Tuesday, January 5, 2010

Laying Low

As the days tick away, my lack of progress becomes worrisome. I thought it might be instructive to see this process through a map of the garden; in green are the bed areas that are now pruned. I'll update this once a week.

Our first ship date of the year at the nursery has kept me very busy since Thursday. Our first roses to Taiwan shipped today, and the red tape was excessive. But, I managed to get everything wrapped up and ready to go yesterday. Then, I walked out of the shipping room, stepped on a wet leaf and flew off the loading dock and down to the ground, mashing my knee and ankle.

Today was spent largely in bed trying to recuperate and get the swelling to go down. Right hand, right knee; they really are very necessary to the pruning process. So, it looks like I won't get right back to pruning. I was forced to cancel my presentation to the Pleasant Hill Garden Club tonight, but I am hoping that I will still be able to go to Ventura on Friday to do a Saturday morning demonstration/talk on pruning for the Gold Coast Heritage Roses Group.

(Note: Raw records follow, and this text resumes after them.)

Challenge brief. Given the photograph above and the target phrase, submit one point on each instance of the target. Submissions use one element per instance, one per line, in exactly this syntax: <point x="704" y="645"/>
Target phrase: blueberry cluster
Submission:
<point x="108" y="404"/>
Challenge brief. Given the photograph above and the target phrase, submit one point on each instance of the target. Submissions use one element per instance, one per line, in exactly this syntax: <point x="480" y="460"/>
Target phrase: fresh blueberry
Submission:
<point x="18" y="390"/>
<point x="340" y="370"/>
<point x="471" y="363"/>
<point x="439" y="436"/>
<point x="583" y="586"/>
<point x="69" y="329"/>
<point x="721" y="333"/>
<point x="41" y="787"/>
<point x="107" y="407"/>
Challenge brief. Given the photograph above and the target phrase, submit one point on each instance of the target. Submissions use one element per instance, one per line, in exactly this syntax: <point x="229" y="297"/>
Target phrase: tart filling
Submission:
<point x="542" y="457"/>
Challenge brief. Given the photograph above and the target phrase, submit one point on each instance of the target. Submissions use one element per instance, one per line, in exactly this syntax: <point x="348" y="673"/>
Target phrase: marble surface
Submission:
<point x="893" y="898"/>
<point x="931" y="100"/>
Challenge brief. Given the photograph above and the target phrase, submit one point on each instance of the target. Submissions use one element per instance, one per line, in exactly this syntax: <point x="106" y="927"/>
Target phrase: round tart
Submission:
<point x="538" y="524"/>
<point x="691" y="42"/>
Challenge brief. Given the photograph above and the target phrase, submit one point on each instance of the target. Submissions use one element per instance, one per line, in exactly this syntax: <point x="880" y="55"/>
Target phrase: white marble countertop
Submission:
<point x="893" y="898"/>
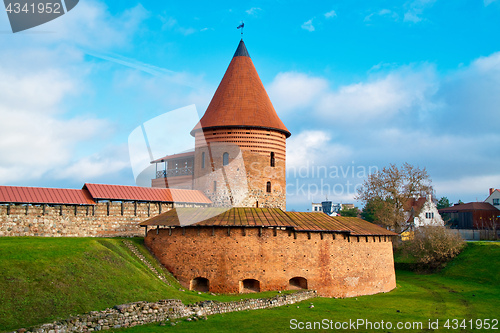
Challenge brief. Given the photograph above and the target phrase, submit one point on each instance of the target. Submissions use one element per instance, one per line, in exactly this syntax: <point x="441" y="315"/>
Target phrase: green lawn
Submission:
<point x="43" y="279"/>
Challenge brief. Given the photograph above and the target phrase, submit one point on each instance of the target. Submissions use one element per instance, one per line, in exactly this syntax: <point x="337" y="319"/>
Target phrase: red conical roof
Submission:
<point x="240" y="99"/>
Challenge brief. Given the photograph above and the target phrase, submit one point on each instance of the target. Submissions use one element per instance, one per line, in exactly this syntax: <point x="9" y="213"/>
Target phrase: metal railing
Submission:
<point x="187" y="171"/>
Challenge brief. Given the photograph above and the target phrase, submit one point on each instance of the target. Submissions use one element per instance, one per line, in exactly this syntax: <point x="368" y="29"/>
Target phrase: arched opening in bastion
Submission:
<point x="199" y="284"/>
<point x="297" y="283"/>
<point x="249" y="286"/>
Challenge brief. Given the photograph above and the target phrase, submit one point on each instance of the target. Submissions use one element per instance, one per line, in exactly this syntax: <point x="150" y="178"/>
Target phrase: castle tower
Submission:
<point x="240" y="142"/>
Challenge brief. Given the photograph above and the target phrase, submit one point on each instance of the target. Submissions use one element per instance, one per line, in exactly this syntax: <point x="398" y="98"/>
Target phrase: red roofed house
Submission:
<point x="473" y="215"/>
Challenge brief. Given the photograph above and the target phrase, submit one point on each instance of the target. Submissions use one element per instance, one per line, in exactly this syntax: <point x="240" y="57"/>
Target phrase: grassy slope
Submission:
<point x="44" y="279"/>
<point x="467" y="288"/>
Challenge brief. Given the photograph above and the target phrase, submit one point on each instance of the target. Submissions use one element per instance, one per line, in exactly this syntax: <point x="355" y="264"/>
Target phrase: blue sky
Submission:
<point x="359" y="84"/>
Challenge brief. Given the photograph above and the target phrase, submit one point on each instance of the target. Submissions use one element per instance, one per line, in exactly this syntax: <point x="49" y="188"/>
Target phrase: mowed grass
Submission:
<point x="468" y="288"/>
<point x="47" y="279"/>
<point x="43" y="279"/>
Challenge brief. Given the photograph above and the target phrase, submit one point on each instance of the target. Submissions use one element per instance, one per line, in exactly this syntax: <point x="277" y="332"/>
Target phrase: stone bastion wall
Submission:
<point x="238" y="259"/>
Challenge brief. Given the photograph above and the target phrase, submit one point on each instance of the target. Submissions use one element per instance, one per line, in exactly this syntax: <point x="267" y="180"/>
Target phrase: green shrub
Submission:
<point x="432" y="247"/>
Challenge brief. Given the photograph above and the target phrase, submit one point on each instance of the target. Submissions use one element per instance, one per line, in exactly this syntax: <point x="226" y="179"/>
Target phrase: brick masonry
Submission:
<point x="334" y="265"/>
<point x="249" y="170"/>
<point x="106" y="219"/>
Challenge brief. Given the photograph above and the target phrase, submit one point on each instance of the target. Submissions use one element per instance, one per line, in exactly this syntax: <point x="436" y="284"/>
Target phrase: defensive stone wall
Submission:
<point x="238" y="259"/>
<point x="105" y="219"/>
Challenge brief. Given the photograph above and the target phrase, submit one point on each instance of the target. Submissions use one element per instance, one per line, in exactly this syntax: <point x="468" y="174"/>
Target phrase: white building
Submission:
<point x="423" y="212"/>
<point x="330" y="208"/>
<point x="494" y="198"/>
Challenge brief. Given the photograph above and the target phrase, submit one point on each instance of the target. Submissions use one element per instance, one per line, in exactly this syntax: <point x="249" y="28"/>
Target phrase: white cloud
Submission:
<point x="170" y="23"/>
<point x="489" y="63"/>
<point x="314" y="146"/>
<point x="101" y="164"/>
<point x="412" y="17"/>
<point x="294" y="90"/>
<point x="91" y="25"/>
<point x="468" y="186"/>
<point x="34" y="138"/>
<point x="416" y="9"/>
<point x="380" y="98"/>
<point x="253" y="11"/>
<point x="399" y="114"/>
<point x="307" y="25"/>
<point x="331" y="14"/>
<point x="382" y="12"/>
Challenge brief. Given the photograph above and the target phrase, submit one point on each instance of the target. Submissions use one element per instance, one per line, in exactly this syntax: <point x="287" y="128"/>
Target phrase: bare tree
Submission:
<point x="389" y="191"/>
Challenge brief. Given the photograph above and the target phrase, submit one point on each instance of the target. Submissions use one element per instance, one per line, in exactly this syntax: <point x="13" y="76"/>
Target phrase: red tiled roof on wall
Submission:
<point x="41" y="195"/>
<point x="136" y="193"/>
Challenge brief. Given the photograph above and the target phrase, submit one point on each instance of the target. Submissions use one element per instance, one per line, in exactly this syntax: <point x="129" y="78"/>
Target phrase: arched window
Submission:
<point x="297" y="283"/>
<point x="199" y="284"/>
<point x="249" y="286"/>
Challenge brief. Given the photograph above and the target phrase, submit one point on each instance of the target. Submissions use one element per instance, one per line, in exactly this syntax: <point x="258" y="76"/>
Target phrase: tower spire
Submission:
<point x="241" y="26"/>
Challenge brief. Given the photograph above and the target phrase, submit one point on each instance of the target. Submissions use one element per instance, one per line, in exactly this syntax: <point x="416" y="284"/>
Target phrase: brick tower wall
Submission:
<point x="249" y="169"/>
<point x="334" y="266"/>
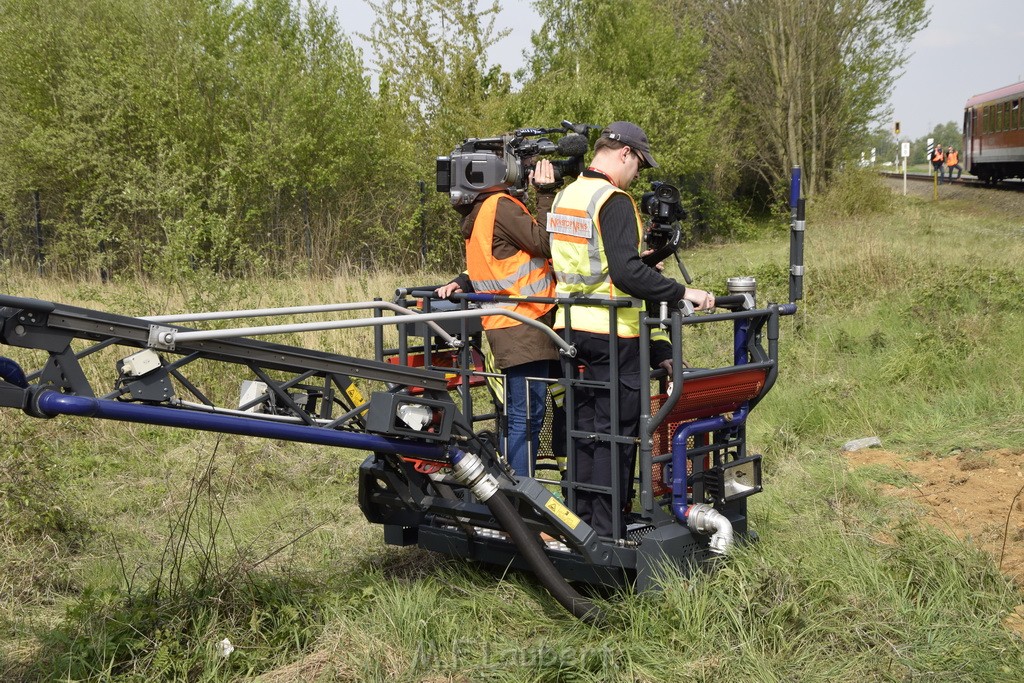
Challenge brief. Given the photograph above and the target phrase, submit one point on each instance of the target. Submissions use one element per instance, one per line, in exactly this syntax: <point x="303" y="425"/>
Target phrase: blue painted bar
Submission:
<point x="53" y="403"/>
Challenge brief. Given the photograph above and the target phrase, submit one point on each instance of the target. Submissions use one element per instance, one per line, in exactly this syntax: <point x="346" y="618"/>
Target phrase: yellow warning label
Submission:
<point x="562" y="513"/>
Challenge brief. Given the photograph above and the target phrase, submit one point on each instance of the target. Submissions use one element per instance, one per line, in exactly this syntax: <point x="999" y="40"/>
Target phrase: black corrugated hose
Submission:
<point x="529" y="545"/>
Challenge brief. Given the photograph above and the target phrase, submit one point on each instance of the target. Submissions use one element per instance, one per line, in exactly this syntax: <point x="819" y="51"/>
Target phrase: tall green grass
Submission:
<point x="128" y="553"/>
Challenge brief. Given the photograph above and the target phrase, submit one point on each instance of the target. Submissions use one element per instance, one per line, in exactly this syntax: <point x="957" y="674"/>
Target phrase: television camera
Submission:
<point x="663" y="205"/>
<point x="486" y="164"/>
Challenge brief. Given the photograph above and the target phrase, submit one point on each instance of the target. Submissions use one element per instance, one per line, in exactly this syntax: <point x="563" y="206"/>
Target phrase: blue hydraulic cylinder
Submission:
<point x="680" y="504"/>
<point x="797" y="226"/>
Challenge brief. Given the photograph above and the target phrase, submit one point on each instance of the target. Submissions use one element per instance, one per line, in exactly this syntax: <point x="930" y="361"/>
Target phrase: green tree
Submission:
<point x="598" y="60"/>
<point x="435" y="88"/>
<point x="810" y="76"/>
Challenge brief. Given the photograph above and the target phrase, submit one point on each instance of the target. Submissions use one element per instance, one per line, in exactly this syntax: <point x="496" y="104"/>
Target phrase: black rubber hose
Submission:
<point x="529" y="545"/>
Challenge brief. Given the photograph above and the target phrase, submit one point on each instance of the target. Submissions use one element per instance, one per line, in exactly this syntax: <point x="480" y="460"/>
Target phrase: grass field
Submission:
<point x="129" y="552"/>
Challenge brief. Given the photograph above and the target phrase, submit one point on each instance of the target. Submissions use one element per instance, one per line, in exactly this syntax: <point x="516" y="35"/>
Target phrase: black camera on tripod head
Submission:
<point x="663" y="204"/>
<point x="488" y="164"/>
<point x="664" y="236"/>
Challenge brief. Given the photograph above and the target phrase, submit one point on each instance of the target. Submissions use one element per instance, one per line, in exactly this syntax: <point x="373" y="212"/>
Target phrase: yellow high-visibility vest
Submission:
<point x="580" y="262"/>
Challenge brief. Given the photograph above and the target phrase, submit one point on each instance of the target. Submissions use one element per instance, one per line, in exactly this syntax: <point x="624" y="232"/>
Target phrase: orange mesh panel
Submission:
<point x="701" y="397"/>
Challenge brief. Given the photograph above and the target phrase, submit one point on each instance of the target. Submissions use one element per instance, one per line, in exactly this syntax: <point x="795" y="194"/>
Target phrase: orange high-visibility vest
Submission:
<point x="517" y="275"/>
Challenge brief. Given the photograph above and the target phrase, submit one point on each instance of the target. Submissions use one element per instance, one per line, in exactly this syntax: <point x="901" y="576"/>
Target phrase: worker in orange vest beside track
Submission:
<point x="937" y="159"/>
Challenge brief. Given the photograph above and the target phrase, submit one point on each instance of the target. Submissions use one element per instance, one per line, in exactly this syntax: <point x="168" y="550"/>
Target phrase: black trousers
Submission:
<point x="595" y="459"/>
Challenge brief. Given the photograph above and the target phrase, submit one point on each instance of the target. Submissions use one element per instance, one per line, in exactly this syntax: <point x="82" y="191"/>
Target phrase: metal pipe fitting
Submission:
<point x="468" y="470"/>
<point x="706" y="519"/>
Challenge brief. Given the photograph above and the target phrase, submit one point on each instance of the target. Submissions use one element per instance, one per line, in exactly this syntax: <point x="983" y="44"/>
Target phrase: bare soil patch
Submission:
<point x="975" y="496"/>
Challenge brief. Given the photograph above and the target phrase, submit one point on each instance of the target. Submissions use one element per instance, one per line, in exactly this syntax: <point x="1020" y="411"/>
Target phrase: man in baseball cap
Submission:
<point x="596" y="238"/>
<point x="633" y="136"/>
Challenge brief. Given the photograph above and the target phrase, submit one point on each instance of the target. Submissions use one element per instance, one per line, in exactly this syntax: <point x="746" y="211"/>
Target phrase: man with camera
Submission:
<point x="596" y="236"/>
<point x="507" y="253"/>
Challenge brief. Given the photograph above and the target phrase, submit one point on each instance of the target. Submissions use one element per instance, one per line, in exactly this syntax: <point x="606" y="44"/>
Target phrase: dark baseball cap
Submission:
<point x="632" y="136"/>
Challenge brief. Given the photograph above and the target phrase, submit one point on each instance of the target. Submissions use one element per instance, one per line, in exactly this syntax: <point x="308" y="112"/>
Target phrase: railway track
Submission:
<point x="1013" y="184"/>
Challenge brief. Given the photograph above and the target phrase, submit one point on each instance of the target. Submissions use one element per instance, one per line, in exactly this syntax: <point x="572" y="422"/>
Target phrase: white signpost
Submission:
<point x="904" y="152"/>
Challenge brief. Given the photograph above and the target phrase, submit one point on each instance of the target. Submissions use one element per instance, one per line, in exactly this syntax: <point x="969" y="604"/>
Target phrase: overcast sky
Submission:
<point x="970" y="46"/>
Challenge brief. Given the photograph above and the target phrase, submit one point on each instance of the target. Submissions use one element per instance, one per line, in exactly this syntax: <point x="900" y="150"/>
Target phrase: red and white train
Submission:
<point x="993" y="133"/>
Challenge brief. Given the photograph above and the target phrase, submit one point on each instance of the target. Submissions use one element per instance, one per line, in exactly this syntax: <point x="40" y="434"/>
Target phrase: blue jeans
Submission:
<point x="520" y="441"/>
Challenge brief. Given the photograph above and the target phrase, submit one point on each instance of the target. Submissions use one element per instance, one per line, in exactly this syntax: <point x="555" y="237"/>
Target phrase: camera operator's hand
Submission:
<point x="657" y="266"/>
<point x="701" y="300"/>
<point x="543" y="176"/>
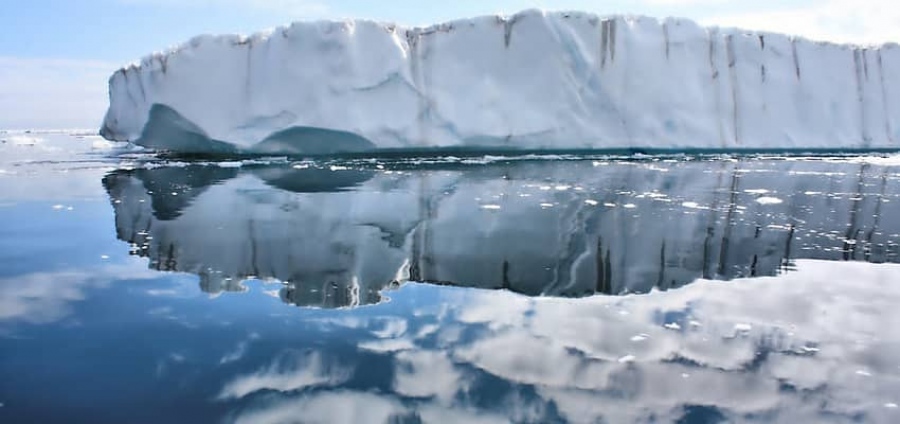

Meanwhile, I've been thinking about your responses to my postings. I've had several lovely emails, a mixture of astonishment and gratitude over what I've been trying to do. Our poll is fascinating. Nearly half of you have nearly one hundred roses to prune. A nice average, but do you realize that between you that's about 9000 roses? Wow!

I'm shocked that nine readers have indicated that they each have thousands of roses to prune. What I'd really like to do for the next two days is sit back and read what they have to share about their challenges! I can't help wondering where their gardens are, and what they grow. I can guess who some of them may be; I've been an enabler for rose collectors for years now and have turned a few friends into fanatical rose lovers.

I do promise that tomorrow I'll get back to the nuts and bolts on this blog, and continue to share some thoughts on pruning roses—some thoughts that will make you think!

1 comment:

  1. Hi Gregg, Sorry to hear about your fall. I hope it wasn't too serious. That was the last thing you needed!
    Today I hope to prune my plant of Monsieur Tillier. It'll probably take me as long to prune as it took to do six other teas nearby - it is so huge! After eight years in the ground it's about ten feet wide and eight high. It is always the last tea to finish blooming and the first to start up again in the spring. Well, maybe second to take off after General Schablikine, next door. The base of the plant is as thick as my arm.
    This month my goal is to make it a habit to prune one day, hike/run the next. I've found that pruning is a great form of stretching all those tight muscles, with all the squatting, bending over, and squeezing into places I've created with a little overplanting here and there!
    I'm jealous of your dog. I need a gopher hunter here! My young terrier/poodle? mix would love to get a gopher, but hasn't had any luck yet. Did you train yours to catch gophers? My boy only digs when and where I give him permission, but never gets any prey. The other day he was mortified to see my eighteen year old feeble cat with a gopher in her mouth, sitting at the door. I wanted to take her catch and burn it outside, so I could spread the ashes around (it worked once before to repel them!) but I couldn't do it. She hadn't caught one in so long it didn't seem fair to steal her trophy from her.
    Good luck, and thanks for keeping the tips simple!!